In the evening we have a bit of a party at the Labour Office: our wonderful organiser has left us to take up a role working for the Labour Group in Harrow. We will really miss her and the socialist snacks such as onion bhajis hewn from the solid by horny handed sons of toil from Hounslow are insufficient to compensate, delicious as they are.
On Monday the emergency licensing panel I had pencilled in for the evening – related to police activity – is cancelled so I have an unusual free day. This is welcome as I’m still trying to catch up with emails – both council and private – that have accumulated over my time at conference.
Tuesday afternoon I pick up my latest new bike. This replaces the one that was nicked a couple of weeks ago (grrr) and this purchase includes a vital accessory – The World’s Most Secure Bike Lock, which requires a tactical nuclear explosion to open without the key.
On Tuesday evening we have a regular licensing panel. I am the last of the three councillors to arrive and I observe that Councillor Adrian Lee has rather misleadingly disported himself in the chair on the left wing and Councillor Shaida Mehrban on the right wing leaving the centre vacant and I find I have been elected chair for the evening in my absence. Neither of the applications causes us to dissent so I don’t have to sort out any fist fights between Lefty Lee and Marvellous Mehrban, which could have been entertaining.
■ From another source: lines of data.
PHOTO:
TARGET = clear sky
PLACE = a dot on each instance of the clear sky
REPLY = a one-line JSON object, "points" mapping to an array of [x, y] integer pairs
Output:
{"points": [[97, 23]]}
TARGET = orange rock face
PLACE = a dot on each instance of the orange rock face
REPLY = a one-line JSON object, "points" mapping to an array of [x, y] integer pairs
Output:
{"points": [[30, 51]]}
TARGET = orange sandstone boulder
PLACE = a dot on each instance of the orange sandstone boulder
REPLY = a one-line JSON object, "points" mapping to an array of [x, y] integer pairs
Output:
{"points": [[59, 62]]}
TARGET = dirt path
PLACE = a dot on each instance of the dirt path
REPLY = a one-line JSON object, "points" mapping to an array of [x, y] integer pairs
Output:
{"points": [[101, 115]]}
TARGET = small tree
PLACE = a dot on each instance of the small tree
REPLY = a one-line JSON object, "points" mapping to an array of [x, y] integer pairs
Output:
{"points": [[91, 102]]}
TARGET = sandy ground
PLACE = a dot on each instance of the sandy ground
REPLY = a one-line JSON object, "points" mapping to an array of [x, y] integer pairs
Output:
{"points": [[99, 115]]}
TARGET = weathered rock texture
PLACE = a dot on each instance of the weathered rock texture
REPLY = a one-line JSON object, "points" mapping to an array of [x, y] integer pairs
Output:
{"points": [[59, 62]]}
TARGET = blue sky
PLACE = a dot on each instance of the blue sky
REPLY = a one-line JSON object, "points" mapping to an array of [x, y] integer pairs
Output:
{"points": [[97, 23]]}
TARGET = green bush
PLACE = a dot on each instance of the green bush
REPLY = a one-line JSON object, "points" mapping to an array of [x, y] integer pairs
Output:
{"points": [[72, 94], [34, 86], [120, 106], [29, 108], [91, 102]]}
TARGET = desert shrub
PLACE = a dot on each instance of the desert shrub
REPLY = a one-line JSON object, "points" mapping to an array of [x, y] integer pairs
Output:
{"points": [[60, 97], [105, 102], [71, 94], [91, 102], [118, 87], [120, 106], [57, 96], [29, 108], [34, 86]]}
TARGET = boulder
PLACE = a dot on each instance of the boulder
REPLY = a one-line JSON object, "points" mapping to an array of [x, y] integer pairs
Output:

My Wednesdays these days are divided between estate (the one where I live) business in the morning and serving my country (manning the Labour Party office whilst we are recruiting a new organiser) in the afternoons. In the evening I chair, in my usual bumbling way, the campaign committee, which is very confident and positive, reflecting the good feeling after the Labour conference. We cook up a number of cunning plans which, like Fabio Capello and his team selections, I will not yet reveal.
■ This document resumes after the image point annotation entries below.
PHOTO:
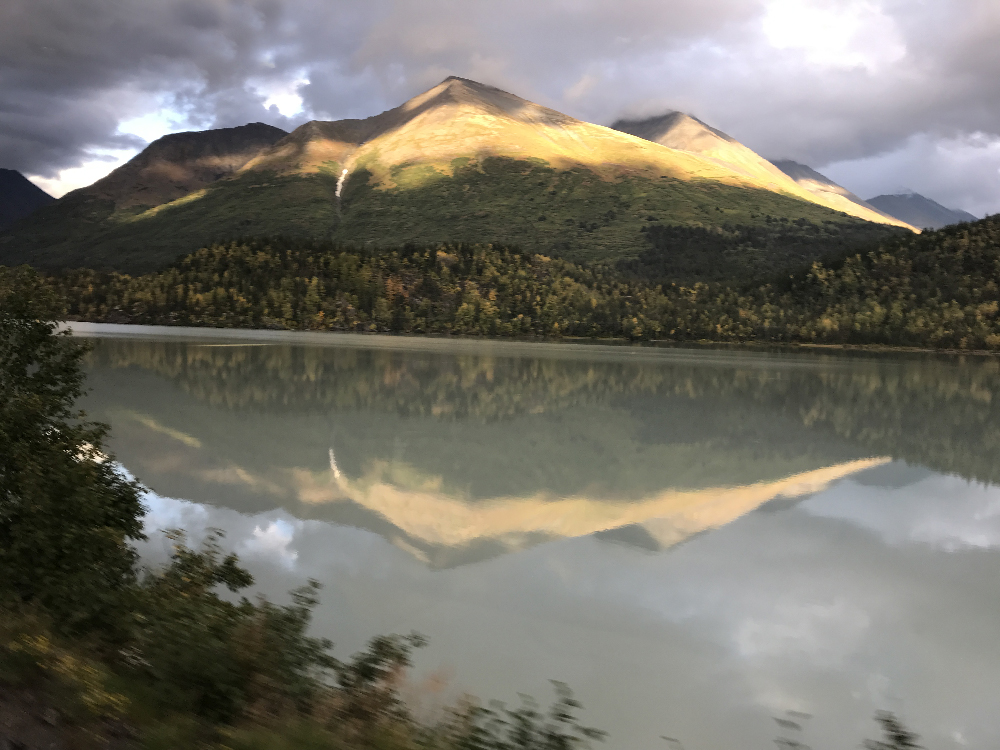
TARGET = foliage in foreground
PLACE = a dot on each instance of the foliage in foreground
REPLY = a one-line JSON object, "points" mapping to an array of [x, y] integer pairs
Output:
{"points": [[938, 290], [113, 651], [53, 463], [164, 656]]}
Afterwards I am persuaded to do my duty and accompany comrades for a fact-finding mission in the Express Tavern, a place I always find to be a rich source of facts. I leave my bike in the racks outside Sainsburys SECURELY LOCKED and despite the presence of a man strangely standing atop the water feature I consider it not worth the faff of removing the lights, which cost £10 the pair, from the bike. It is really quite unnecessary to say that when I returned, the lights had been nicked, nor that as I headed through the car park where I live I was accosted by one of my fellow directors and castigated for riding a bicycle without lights.
So Thursday I receive a call from a resident whilst I am sound asleep. You might think I was slacking but my phone tells me that this was at 4.57 am, when I consider myself to be off duty. After making a stop at Evans in the High Street to buy some…. lights, I head out to various corners of Feltham, Hounslow and Osterley to have a shufti at the sites which are coming to planning in the evening, plus an exhibition for the hotel in Feltham that I missed at the planning preview. I leave my bike at the door of this exhibition and am followed in by two Police Officers. I point to the architect and say that it was him but they are not interested in that: rather they examine the plans as laid out, forensically. I suggest they should look after my bike for me but they claim to have better things to do, which seems highly unlikely. You just CAN’T get the staff these days.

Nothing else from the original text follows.